Seiring bergulirnya waktu Indra akhirnya menemukan tastenya sendiri. Taste sendiri menurut Indra merupakan nilai lebih dari seorang fotogrfer. “Photography is general but style is personal,” paparnya. Dan untuk menemukan style tersebut dituntut kejelian untuk bisa melihat kelebihan atau kekurangannya diri sendiri. Dan baginya seorang fotografer harus percaya bahwa foto yang akan dibuat besok atau hari ini merupakan karya terbaik. Dengan demikian muncul stimulus untuk bisa berkarya lebih baik lagi.

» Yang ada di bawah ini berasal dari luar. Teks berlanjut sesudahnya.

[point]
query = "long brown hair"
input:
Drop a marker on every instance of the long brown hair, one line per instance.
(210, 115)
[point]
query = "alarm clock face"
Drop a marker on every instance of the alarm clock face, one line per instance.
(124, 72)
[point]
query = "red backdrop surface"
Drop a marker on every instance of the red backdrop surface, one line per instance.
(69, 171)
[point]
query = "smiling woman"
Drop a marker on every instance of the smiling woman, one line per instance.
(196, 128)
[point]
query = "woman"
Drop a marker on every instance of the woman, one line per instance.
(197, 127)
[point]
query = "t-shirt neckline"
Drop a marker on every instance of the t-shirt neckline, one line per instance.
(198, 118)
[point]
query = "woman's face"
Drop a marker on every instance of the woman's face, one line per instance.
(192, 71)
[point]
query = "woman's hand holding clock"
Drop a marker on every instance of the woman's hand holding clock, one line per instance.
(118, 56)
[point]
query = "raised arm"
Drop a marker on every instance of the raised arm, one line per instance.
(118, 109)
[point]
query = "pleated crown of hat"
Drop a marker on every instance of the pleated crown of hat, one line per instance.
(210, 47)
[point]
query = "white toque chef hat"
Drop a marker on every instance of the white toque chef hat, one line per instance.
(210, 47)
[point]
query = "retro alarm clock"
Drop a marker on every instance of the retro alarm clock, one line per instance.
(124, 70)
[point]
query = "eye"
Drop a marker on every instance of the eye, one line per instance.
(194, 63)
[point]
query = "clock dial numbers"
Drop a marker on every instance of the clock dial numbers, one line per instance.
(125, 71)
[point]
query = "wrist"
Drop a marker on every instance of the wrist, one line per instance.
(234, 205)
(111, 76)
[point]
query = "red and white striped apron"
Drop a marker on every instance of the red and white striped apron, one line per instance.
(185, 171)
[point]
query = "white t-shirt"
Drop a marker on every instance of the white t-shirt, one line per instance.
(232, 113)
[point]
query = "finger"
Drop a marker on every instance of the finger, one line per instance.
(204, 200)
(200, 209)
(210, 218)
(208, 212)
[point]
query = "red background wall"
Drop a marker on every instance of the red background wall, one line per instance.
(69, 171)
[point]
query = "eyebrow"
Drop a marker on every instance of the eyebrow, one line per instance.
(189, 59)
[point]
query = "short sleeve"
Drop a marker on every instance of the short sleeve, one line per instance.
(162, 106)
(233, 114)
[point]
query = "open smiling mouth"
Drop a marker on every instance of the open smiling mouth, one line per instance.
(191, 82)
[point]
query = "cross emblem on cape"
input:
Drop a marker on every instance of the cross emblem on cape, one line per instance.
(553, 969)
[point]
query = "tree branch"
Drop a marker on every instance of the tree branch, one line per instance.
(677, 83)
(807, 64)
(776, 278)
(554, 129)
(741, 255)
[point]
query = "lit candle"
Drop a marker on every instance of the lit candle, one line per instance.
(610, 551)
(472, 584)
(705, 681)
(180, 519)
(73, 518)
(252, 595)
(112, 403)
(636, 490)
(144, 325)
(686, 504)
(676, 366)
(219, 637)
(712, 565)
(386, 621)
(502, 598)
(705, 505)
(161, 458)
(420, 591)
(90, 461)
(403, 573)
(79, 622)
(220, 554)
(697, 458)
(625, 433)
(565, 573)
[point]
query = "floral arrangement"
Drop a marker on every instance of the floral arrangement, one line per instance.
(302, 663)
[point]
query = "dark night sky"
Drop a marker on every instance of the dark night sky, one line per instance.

Fotografer Potraits dan Seratus tokoh
Menjadi fotografer portrait pada dasarnya bukanlah profesi yang mudah. Menurut Indra proses kreatifnya selalu penuh tantangan. “Kita harus mendapatkan soulnya.Untuk itu saya harus menyerahkan jiwa saya sebelum menghadirkan jiwa orang tersebut ke dalam fotografi yang saya buat,” tuturnya. Dalam mendapatkan jiwa itu biasanya Indra akan membangun sebuah hubungan psikologis yang kuat, guna menarik keluar sisi terdalam mereka. “Biasanya kita ajak dia ngobrol, lihat rumahnya, cara berjalan, berpakaian dari situ bisa terlihat karakternya. Dan pasti masing-masing orang pasti berbeda meskipun mereka dilahirkan kembar,” tukas Indra.
Dan belum lama ini tepatnya pada tanggal 24 Maret-1 April Indra berhasil “merekam” seratus tokoh dalam pameran sekaligus peluncuran buku berjudul Indonesian Portraits. Dalam kesempatan tersebut Indra menghadirkan wajah-wajah “besar” Indonesia seperti sineas Garin Nugroho, koreografer Sardono W. Kusumo budayawan WS Rendra, pengusaha Bob Sadino, penyanyi Titi DJ, petinju Chris Jon sampai pada Presiden Susilo Bambang Yudhono.
Dengan takaran foto yang luar biasa Indra tetap melakukan pendekatan yang “sederhana” dalam memotret. “Secara teknik Pencahayaan dalam pemotretan saya rata-rata simpel walaupun kadang ada beberapa juga yang ribet,” ujarnya. Dengan tujuan mengeluarkan jiwa objeknya maka Indra lebih menitik beratkan sisi tersebut ketimbang yang lain. “Pada saat pemotretan terutama yang ada karakter saya lebih mementingkan aura dari orang itu. Jadi waktu motret saya sudah tidak memikirkan apakah lampunya nyala atau tidak nih, lightingnya f-berapa,” paparnya.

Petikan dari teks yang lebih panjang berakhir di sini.